To write the album, Crystal Fighters retreated to the Basque hills that they consider to be their spiritual home. Their music has always born traces of the local sound –traditional instruments like txalapartas and txistus vying in the mix with razor's edge guitars and percolating techno synths – but the purpose of this mission was different. Immersed in their creative cradle, they wanted to tap into something beyond their immediate experience, to uproot themselves from temporal bounds in order to write timeless songs.
These methods proved to be spectacularly successful – Crystal Fighters wrote Cave Rave in its entirety during this two-month spell. There followed a quick detour to Los Angeles to produce the tracks, but after this it was still the songs written in the Basque country that remained most audible – only now the melodies found there had been sharpened into hooks, songs exploded into towering anthems. This revelatory process also exposed the band to a new way of thinking: a realisation that even the cultures they considered traditional are comparatively new. The album draws deeper into universal, history-permeating themes of love, death, insanity and hope; using Basque culture as a stepping stone backward to the spiritual and primal.
The musical influences have widened too. Star Of Love was a manic, genre picking rush yet Cave Rave expands the sound palette even further. The beating hearts of Hispanic and African dance and Mexican electronic music 3bal now sit alongside folk and psychedelia, each artfully interpreted and united by the band's unconfined vision.
If Crystal Fighters have surrendered to the power of the song, they haven't run up the white flag in terms of energy. What's here is still an adrenal rush, and there is an awful lot here: the grandstanding of American road rock, the sweat of disco, the fervent initiative of punk, the house of Iberian twilights that anticipates everything coming very soon, all at once. What's changed is Crystal Fighters' ability to control those surges – and as such Cave Rave feels a considerably more thoughtful and contemplative album than its predecessor.

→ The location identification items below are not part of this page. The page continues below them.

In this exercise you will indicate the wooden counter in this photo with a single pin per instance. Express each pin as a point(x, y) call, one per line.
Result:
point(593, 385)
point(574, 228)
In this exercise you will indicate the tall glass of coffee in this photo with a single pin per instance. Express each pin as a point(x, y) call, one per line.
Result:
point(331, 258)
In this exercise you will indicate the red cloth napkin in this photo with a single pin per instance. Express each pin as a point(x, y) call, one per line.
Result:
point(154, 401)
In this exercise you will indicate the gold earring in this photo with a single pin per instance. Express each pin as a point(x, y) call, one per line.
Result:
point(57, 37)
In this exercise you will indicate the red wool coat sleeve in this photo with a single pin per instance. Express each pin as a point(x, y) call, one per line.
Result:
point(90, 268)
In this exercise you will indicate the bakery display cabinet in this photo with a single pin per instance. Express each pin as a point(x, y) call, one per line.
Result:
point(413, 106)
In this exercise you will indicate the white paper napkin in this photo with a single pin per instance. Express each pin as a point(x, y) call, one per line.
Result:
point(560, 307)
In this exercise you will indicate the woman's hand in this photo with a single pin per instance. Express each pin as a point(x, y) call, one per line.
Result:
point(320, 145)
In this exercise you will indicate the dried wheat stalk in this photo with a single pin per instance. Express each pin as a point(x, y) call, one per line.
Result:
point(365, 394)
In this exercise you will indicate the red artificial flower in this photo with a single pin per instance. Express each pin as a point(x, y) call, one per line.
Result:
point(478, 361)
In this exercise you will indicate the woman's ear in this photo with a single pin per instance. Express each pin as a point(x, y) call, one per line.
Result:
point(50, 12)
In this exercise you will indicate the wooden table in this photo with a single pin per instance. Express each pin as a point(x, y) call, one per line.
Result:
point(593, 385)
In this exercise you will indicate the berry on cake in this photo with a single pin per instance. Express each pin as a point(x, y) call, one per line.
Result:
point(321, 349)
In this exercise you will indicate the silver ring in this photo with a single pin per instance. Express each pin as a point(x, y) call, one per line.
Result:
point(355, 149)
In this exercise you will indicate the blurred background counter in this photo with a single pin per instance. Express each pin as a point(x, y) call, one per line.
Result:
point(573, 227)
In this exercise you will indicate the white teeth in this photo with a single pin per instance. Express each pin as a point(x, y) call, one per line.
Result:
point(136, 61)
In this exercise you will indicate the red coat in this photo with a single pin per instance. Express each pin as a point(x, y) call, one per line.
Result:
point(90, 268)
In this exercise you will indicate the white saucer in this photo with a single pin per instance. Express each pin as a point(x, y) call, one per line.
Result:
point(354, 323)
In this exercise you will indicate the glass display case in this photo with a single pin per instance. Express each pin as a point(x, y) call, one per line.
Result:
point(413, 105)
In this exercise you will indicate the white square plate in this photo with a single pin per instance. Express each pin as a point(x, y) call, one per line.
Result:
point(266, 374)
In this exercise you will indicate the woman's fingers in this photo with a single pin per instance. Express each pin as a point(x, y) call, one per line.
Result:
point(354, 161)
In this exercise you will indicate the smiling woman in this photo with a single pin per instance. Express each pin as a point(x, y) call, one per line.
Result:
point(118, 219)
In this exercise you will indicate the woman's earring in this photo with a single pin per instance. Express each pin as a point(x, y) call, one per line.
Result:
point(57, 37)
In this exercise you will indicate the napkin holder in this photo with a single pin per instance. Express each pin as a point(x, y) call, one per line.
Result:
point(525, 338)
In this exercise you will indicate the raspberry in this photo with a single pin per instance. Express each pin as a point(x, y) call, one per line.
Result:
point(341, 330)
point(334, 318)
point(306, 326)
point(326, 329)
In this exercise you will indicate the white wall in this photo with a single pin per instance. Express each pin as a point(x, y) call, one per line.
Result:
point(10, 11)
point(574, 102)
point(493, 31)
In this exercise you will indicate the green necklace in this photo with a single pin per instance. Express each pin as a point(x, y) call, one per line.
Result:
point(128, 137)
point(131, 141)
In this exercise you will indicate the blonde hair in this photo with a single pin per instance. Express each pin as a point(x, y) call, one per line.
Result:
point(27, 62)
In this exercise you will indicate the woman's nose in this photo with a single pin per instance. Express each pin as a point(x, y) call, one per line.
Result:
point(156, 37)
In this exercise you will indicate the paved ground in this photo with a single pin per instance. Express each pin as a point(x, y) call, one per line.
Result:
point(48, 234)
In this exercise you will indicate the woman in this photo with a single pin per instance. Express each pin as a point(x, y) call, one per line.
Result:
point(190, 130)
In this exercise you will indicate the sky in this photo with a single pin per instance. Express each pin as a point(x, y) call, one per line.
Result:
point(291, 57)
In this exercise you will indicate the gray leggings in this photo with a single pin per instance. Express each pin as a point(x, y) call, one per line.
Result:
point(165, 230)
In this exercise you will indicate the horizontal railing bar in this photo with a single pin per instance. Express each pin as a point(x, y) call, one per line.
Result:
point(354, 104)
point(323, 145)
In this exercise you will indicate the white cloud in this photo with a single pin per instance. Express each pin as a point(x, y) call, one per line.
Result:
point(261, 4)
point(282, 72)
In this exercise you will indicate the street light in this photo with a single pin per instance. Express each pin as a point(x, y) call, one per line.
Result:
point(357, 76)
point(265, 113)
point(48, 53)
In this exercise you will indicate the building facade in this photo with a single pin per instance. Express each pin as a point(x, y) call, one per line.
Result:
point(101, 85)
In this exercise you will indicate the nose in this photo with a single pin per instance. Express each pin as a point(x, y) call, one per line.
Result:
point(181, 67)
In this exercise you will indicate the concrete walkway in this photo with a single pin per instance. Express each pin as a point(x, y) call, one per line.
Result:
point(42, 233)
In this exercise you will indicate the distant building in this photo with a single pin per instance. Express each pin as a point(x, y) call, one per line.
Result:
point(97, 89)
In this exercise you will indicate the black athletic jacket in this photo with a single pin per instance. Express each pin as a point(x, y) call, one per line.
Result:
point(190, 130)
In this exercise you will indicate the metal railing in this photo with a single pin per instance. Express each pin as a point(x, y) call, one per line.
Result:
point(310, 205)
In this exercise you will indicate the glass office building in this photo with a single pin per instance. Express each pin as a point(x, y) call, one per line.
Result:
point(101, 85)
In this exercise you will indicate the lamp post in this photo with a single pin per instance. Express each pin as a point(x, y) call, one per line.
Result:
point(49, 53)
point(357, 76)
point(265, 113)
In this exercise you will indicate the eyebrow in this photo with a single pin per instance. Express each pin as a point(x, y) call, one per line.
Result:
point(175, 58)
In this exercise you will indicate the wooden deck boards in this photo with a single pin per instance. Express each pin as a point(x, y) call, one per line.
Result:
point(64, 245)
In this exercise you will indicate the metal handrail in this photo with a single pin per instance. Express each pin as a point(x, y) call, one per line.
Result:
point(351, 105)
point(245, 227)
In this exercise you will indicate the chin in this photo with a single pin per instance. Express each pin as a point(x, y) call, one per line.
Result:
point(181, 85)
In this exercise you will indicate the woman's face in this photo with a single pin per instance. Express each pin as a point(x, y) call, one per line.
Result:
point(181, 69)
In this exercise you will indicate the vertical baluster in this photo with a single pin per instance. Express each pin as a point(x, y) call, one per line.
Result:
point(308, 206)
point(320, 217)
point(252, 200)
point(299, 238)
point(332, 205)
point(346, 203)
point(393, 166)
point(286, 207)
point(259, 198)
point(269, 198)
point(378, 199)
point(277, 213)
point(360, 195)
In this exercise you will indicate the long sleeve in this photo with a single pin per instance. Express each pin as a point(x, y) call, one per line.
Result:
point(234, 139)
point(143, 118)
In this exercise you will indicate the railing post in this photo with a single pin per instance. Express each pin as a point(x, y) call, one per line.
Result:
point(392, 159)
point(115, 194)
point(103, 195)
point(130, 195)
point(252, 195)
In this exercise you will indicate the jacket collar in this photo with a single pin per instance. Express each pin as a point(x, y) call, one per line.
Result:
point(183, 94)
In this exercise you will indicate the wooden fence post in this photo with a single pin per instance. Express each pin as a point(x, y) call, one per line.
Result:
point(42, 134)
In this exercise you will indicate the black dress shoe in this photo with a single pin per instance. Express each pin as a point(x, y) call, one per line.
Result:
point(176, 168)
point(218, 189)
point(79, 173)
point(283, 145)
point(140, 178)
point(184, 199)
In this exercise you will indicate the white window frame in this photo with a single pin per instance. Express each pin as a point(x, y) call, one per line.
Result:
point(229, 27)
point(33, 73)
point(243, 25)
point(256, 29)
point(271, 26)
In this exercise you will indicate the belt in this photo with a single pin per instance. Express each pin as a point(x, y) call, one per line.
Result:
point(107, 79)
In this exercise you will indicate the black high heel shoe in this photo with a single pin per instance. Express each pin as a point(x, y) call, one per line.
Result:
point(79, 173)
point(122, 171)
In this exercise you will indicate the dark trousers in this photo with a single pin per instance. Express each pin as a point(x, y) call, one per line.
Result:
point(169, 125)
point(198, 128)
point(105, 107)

Nevertheless, it has at its heart the same tension that provides all great records their emotional traction. Sebastian Pringle, Gilbert Vierich, and Graham Dickson are the three core members of Crystal Fighters, around whom a larger cadre of vocalists and instrumentalists revolve. They're the kind of people whose brains seem to be bubbling pots, all intensely preoccupied with anthropology, time travel, spirituality and their place in the universe, even as they're attempting to create the kind of cohesive sonic pieces that really connect and move people. They seem passionate about creating music that can make people dance, but that is equally adept at finding its way beneath a listener's skin.
With Cave Rave, they Pringle, Vierich and Dickson have managed just that. The melodies, hooks and refrains of the album are so compelling it's almost as if Crystal Fighters had to devise them simply to navigate a way across the landscapes of their own avid genrelessness, to remain as masters of music that itself seems to be a disputed territory. Here you have a band hell-bent on locating their own musical heaven, a place beyond petty genre parameters, where all that remains, finally, is song, rhythm and sentiment, bursting in vivid colour from the dark of the silent Basque night.